Argon (stylized as ARGON) was a six-member boy band from South Korea. The group made their debut on March 11, 2019, with the release of their first single album Master Key, and its lead single of the same name.

==History==
===Pre-debut===
In 2016, Jaeun made his debut as a member of the boy band INX, using the stage name Win. INX released their debut digital single in 2016, and an album in April 2017 before filing a lawsuit against their agency. The group won the lawsuit in June 2018 and their contracts were terminated.

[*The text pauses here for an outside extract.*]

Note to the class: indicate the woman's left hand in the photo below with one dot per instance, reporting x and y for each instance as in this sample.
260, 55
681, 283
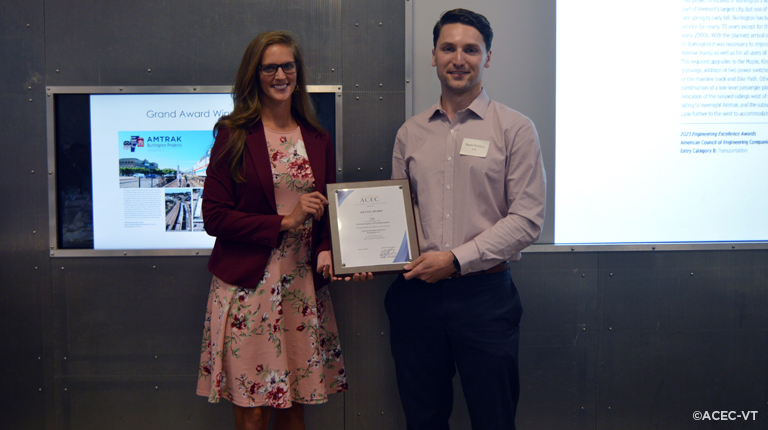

Kain previously worked as a backing dancer for BTS and has stated that he wanted to become a singer after touring with the group.

===2019—present: Debut===
Argon's name is taken from the colourless chemical element Argon, meaning that the group is "not limited to a single color" and they can "absorb multiple genres". The name is also an acronym for "Art Go On", meaning that "art continues".

Argon released their first single album, Master Key, through various platforms on March 11, 2019. They held their debut showcase at the Ilji Art Hall in Gangnam the same day. The single album charted at number 70 on the Gaon Album Chart. On April 28, the group held their Argon 2019 1st Japan Live 'Masterkey' showcase in Tokyo, Japan, which kicked off a three-month Japanese promotional period for Master Key.

The group released their first extended play, titled Go Forward: Wide Dream, on October 2, 2019. The EP was fronted by its lead single, "Give Me Dat", and entered the Gaon Album Chart at number 54. The lyrics of "Give Me Dat" tell of the group's wishes to "rise to the top".

==Members==
List of members and their positions, adapted from MSH Entertainment.
- Kain — Leader, rapper
- Haneul — Rapper, vocalist
- Roel — Vocalist
- Yeoun — Vocalist
- Gon	— Vocalist
- Jaeun — Rapper

==Discography==
===Extended plays===

| Title | Album details | Peak chart positions | Sales |
KOR
| Go Forward: Wide Dream | Released: October 2, 2019; Label: MSH Entertainment; Formats: CD, digital download, streaming; | 54 | KOR: 483; |

===Single albums===

| Title | Album details | Peak chart positions | Sales |
KOR
| Master Key | Released: March 11, 2019; Label: MSH Entertainment; Formats: CD, digital download, streaming; | 70 | KOR: 539; |

===Singles ===

Title: Year; Peak chart positions; Sales (DL); Album
KOR
"Master Key": 2019; —; —N/a; Master Key
"Give Me Dat": —; —N/a; Go Forward: Wide Dream
"—" denotes releases that did not chart.